If a patient comes in and we can get their hypertension controlled in a few visits, they can graduate from the clinic and return to the care of their primary care physician who will then be able to manage their blood pressure effectively. Our biggest goal is to get any modifiable risk factors under control to prevent morbidity and mortality. People can have high blood pressure for so long they become desensitized and give up. Part of our mission is to show them we can get it under control. It’s not impossible. If you’re engaged in the process, our clinic is the best possible avenue for getting your hypertension under control and preventing heart attack, stroke, congestive heart failure, and kidney failure. Eliminating this risk has a huge impact on quality of life and life span.

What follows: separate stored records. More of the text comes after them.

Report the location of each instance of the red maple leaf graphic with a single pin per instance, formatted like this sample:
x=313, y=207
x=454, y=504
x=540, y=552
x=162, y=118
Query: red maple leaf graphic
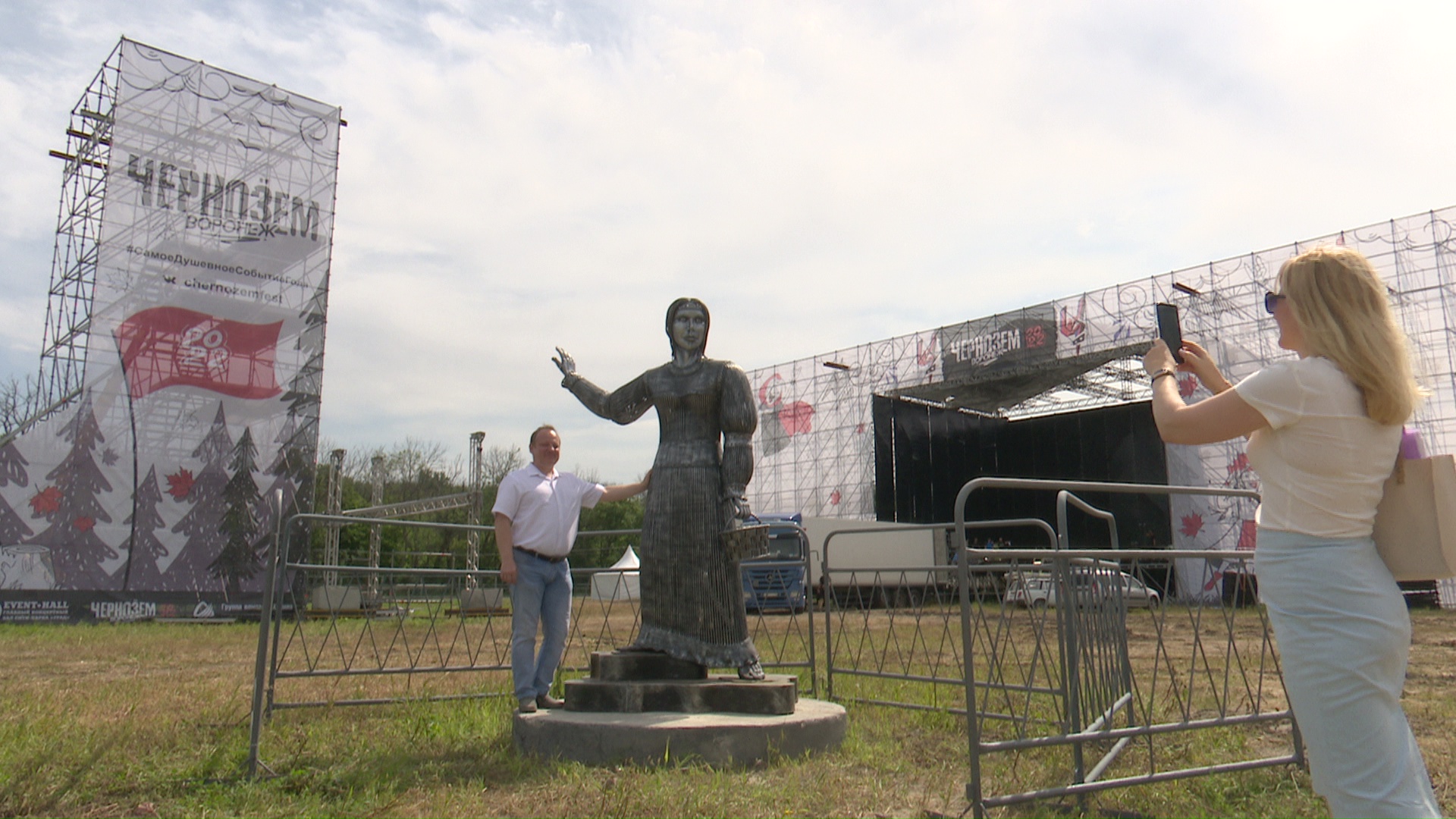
x=1191, y=525
x=47, y=500
x=180, y=484
x=1187, y=385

The accolades are usually given to the people who come in when there’s an emergency and fix the problem, but it’s even more valuable to have the physician, pharmacist or nurse practitioner who can step in ahead of that and prevent the problem in the first place. It’s difficult to recognize the value of preventative care because by definition there’s nothing wrong yet. People wonder if they really need treatment. The team at our clinic can help patients understand why it’s important and the easiest ways to keep their blood pressure under control.

Patients who wish to utilize the Parkview Hypertension Clinic do need a referral from a physician.